Published July 7, 2026
The recommended Facebook carousel ad size is 1:1 square at 1080x1080px per card, the standard format for carousel because it displays consistently across every card without cropping. Carousels support 2 to 10 cards, each with its own image or video, headline, and link, so every card should be sized identically for a smooth swipe experience.
Each carousel card uses the same 1:1 square format at 1080x1080px, in JPG or PNG for images or MP4 for video cards, matching the specs used across other Facebook placements. Square avoids the letterboxing that a mismatched aspect ratio would create when cards sit side by side.
A Facebook carousel supports a minimum of 2 and a maximum of 10 cards, each with an independent image or video, headline, description, and destination link. Most advertisers use 3 to 5 cards, since fewer than 3 barely qualifies as a sequence and more than 5 sees a drop-off in how many people swipe to the end.
Meta also supports an automatic ordering option that reshuffles cards for each viewer based on which ones are predicted to perform best, so testing does not always have to happen manually across separate ad sets. That option is useful once a carousel has run for a while and has performance data on each card, but for a new carousel it is usually better to control the order manually and put the strongest product or angle first, since some viewers stop swiping after the first one or two cards.
Each carousel card has its own headline, generally most effective under about 40 characters so it does not truncate on mobile, and a short description line beneath it. Primary ad text above the carousel is shared across all cards, so product-specific detail belongs in each card's individual headline, not the shared text.
A carousel performs best when the cards feel like one connected sequence rather than unrelated images, using a consistent background, color treatment, and framing across every card. Showing one product from multiple angles, or a small collection in a logical order, gives people a reason to swipe through all of them.
The hardest part of a DIY multi-angle carousel is usually not the design, it is getting consistent lighting and background across several separate photos of the same product taken at different times. An AI ad generator that works from a single source photo, such as Image2Ad, can produce multiple consistent angles or styled variations of the same product in the same square format, which removes the need to reshoot the product several times to fill out a card sequence.

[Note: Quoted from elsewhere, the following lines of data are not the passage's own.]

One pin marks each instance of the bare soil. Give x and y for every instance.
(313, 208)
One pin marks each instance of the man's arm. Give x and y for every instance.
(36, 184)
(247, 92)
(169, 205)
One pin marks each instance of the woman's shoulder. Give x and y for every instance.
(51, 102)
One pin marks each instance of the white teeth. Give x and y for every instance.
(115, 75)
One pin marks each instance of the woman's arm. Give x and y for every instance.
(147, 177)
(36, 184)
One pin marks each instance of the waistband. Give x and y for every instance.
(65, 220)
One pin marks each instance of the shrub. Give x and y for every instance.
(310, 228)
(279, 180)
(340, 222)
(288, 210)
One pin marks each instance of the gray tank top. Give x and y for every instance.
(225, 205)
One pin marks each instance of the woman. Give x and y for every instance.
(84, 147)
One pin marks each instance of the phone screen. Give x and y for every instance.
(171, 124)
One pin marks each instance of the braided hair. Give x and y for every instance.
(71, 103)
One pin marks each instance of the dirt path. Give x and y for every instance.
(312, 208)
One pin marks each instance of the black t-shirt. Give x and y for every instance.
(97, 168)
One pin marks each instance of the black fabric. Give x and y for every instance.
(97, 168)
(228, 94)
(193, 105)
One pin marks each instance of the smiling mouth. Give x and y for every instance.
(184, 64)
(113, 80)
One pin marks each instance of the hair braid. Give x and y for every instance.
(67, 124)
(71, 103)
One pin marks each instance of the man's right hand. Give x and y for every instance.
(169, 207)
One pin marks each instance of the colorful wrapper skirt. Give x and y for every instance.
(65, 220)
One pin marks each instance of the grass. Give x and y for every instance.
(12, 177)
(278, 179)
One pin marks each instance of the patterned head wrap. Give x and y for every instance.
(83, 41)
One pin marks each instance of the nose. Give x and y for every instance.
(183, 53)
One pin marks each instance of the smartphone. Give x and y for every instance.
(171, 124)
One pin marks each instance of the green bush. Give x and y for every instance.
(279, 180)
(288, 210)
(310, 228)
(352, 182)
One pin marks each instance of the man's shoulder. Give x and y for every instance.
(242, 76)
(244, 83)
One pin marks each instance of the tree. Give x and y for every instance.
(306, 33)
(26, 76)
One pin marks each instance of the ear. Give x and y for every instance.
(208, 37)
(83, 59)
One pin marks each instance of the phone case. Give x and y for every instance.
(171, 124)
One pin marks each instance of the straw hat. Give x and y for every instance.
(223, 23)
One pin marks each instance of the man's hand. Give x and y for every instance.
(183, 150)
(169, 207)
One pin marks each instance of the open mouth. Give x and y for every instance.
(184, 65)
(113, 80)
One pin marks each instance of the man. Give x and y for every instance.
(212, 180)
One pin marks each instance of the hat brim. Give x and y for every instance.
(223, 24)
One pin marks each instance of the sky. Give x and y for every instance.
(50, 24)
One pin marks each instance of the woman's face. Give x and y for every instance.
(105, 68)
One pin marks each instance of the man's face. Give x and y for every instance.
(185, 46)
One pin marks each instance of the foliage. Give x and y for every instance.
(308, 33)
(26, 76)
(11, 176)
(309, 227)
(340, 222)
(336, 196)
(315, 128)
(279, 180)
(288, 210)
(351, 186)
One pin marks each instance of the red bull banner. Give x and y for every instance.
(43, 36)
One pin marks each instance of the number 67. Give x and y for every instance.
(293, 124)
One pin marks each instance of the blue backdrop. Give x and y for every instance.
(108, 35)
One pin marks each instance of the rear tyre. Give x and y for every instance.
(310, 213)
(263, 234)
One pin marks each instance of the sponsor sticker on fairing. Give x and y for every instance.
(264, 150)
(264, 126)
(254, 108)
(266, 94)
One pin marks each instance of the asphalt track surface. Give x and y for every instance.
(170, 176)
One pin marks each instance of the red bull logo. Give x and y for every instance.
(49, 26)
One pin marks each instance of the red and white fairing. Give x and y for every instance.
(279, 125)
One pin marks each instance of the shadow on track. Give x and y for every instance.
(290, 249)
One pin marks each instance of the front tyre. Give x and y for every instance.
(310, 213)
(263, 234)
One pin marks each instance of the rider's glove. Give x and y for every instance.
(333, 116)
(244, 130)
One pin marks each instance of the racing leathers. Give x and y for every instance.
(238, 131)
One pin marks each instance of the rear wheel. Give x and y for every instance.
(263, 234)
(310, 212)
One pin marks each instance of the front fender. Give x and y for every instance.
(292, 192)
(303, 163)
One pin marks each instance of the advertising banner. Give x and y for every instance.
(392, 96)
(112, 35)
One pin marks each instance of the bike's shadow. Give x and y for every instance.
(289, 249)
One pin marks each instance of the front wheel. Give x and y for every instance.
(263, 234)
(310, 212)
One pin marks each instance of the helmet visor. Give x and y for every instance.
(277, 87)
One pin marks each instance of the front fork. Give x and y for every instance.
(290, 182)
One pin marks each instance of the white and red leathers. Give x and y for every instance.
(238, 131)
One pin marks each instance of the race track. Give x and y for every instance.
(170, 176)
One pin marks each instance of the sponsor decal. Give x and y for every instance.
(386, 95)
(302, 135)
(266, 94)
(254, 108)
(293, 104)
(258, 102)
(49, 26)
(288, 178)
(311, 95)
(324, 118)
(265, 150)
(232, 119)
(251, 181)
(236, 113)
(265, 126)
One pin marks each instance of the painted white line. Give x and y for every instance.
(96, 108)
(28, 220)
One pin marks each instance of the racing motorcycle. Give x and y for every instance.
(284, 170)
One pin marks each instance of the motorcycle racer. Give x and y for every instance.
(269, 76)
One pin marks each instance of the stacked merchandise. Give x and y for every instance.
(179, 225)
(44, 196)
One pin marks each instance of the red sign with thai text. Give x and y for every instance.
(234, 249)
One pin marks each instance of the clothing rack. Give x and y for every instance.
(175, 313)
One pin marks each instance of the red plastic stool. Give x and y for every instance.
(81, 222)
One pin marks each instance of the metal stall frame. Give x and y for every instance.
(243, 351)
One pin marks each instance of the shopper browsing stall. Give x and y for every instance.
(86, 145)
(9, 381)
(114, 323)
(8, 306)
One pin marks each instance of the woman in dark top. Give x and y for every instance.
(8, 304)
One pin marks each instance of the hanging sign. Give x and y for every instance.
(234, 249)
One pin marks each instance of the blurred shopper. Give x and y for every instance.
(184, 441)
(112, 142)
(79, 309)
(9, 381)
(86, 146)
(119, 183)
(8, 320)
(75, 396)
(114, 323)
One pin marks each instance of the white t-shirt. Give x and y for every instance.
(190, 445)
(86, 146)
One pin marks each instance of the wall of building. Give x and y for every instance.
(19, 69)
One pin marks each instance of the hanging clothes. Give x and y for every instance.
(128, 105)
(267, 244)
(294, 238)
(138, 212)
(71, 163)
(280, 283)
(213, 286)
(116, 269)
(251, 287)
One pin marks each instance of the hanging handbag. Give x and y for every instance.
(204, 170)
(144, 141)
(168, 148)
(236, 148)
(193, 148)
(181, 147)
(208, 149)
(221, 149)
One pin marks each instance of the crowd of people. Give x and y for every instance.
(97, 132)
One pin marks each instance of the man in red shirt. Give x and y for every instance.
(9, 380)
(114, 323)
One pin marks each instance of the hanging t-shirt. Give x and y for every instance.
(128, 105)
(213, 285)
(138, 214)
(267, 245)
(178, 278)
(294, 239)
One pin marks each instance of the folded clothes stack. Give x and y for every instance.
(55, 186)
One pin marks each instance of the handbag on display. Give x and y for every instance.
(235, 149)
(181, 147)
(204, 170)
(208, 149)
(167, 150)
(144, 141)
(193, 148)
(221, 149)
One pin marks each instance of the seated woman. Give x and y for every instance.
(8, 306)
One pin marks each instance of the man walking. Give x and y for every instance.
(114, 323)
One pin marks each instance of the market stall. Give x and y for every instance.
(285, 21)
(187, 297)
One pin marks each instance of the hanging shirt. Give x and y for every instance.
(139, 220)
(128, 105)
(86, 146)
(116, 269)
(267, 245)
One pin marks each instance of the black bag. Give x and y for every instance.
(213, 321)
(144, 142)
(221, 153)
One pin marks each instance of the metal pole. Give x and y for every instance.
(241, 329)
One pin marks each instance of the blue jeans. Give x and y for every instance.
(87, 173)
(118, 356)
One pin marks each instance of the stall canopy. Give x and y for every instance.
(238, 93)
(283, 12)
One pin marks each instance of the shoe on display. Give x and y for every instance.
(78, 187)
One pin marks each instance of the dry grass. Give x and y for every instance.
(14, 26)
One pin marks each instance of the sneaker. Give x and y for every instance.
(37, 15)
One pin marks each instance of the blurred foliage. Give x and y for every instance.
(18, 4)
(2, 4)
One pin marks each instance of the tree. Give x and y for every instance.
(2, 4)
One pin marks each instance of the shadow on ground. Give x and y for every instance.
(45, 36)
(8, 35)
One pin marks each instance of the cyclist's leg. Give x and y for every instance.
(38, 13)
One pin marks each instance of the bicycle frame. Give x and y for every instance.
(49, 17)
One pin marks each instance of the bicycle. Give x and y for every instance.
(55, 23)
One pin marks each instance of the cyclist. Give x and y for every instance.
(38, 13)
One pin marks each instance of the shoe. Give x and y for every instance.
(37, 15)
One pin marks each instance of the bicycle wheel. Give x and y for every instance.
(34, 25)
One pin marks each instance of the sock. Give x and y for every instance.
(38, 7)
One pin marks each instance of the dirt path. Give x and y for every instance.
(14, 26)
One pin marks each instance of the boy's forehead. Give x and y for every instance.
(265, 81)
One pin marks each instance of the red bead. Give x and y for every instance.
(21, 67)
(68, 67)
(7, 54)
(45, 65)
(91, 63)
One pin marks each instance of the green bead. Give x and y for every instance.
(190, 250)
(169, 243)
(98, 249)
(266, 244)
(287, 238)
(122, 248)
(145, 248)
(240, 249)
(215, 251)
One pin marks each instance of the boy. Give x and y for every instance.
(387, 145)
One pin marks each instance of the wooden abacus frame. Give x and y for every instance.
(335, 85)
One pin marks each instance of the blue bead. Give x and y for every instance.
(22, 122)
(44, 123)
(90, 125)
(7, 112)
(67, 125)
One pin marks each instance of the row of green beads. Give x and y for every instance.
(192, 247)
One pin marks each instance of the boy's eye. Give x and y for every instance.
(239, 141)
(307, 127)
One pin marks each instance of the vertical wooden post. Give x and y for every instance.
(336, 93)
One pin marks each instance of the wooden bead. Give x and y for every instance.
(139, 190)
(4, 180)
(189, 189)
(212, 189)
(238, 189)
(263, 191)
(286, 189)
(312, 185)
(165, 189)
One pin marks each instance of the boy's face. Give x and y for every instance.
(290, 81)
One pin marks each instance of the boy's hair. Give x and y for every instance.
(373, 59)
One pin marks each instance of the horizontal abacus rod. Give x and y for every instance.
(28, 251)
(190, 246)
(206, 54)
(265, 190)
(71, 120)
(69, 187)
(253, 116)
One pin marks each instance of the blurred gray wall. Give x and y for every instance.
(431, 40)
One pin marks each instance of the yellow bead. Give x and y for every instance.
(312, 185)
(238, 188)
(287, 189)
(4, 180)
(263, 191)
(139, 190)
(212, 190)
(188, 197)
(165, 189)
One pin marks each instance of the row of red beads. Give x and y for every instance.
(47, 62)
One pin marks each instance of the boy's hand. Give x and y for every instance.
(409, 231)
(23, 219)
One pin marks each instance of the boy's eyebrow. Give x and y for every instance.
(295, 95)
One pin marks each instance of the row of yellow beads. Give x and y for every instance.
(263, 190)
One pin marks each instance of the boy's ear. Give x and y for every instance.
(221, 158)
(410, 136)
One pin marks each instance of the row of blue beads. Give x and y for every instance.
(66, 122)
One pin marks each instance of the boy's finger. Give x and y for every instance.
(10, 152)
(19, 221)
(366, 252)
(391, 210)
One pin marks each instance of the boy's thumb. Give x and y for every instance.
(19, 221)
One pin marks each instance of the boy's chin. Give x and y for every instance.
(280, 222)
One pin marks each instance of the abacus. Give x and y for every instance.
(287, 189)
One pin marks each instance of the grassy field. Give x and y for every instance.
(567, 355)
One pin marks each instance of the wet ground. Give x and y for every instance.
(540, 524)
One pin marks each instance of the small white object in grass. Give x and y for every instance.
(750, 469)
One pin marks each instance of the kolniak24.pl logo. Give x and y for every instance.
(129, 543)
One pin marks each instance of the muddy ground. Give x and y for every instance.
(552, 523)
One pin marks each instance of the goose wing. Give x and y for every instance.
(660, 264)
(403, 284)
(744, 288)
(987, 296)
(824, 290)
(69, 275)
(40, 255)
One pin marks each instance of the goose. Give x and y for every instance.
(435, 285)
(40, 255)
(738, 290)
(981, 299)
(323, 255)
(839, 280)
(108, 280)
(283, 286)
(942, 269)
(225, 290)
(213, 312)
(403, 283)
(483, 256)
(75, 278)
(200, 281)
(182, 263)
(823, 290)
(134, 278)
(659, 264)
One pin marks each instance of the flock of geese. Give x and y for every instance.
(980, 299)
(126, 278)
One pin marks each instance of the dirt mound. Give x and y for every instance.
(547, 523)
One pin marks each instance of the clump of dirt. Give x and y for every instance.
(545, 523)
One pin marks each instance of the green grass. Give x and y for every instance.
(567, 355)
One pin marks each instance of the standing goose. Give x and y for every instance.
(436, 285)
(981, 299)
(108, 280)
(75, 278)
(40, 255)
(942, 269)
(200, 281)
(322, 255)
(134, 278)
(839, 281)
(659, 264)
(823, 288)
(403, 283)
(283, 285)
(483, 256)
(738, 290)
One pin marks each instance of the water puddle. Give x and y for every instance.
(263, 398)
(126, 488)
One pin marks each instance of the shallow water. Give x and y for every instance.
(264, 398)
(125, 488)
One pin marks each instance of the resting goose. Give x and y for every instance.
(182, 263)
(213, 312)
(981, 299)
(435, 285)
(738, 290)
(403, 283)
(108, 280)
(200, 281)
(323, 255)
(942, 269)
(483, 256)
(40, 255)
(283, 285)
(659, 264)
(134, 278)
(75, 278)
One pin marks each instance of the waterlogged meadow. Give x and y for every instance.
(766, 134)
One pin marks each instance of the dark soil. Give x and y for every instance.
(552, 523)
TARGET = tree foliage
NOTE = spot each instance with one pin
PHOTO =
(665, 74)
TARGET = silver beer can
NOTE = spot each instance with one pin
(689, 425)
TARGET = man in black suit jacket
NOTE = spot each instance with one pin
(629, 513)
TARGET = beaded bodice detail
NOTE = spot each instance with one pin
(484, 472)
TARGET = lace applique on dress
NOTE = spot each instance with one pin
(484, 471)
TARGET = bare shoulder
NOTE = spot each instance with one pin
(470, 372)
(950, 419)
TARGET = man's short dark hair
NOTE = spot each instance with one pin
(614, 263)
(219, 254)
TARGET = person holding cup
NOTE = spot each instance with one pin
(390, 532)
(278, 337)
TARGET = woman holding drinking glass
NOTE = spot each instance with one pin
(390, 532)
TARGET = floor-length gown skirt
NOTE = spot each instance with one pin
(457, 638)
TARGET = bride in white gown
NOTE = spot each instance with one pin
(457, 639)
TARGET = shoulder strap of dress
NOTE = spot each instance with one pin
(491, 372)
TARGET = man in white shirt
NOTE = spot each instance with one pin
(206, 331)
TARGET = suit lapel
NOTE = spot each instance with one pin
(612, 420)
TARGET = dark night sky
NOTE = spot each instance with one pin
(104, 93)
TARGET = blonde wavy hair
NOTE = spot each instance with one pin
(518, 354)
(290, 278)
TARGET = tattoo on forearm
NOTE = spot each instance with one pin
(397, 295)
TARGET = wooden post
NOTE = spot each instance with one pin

Carousel works best for showing product variety, a step-by-step story, or multiple angles of one item, situations a single image cannot cover well. A single 1:1 or 4:5 image, covered in the main Facebook ad sizes guide, is usually the better choice for a straightforward hero shot or a simple promotional message.
As a rule of thumb, if the product story needs more than one image to make sense, such as before-and-after, several colorways, or a bundle of related items, carousel is worth the extra setup. If the campaign is a single clear offer built around one hero shot, a single image or video ad, sized using the full Facebook ad sizes and dimensions guide, is simpler to produce and just as effective.
Facebook carousel images should be 1:1 square at 1080x1080px per card. Using the same square format for every card keeps the swipe transition between cards seamless.
A Facebook carousel supports a minimum of 2 and a maximum of 10 cards. Most effective carousels use 3 to 5 cards, since engagement tends to drop off past that point.
Keep each card headline under roughly 40 characters and the description line under roughly 20-25 characters to avoid truncation on mobile. Save the broader offer or brand message for the shared primary text above the carousel.
Every card should share the same aspect ratio, background style, and color treatment so the sequence reads as one cohesive ad, but the content of each card, such as product angle or item, should vary to give people a reason to keep swiping.
It depends on the goal. Carousel is better for showing multiple angles, a small product collection, or a sequence. A single 1:1 or 4:5 image is usually better for a straightforward hero shot or a simple promotional message.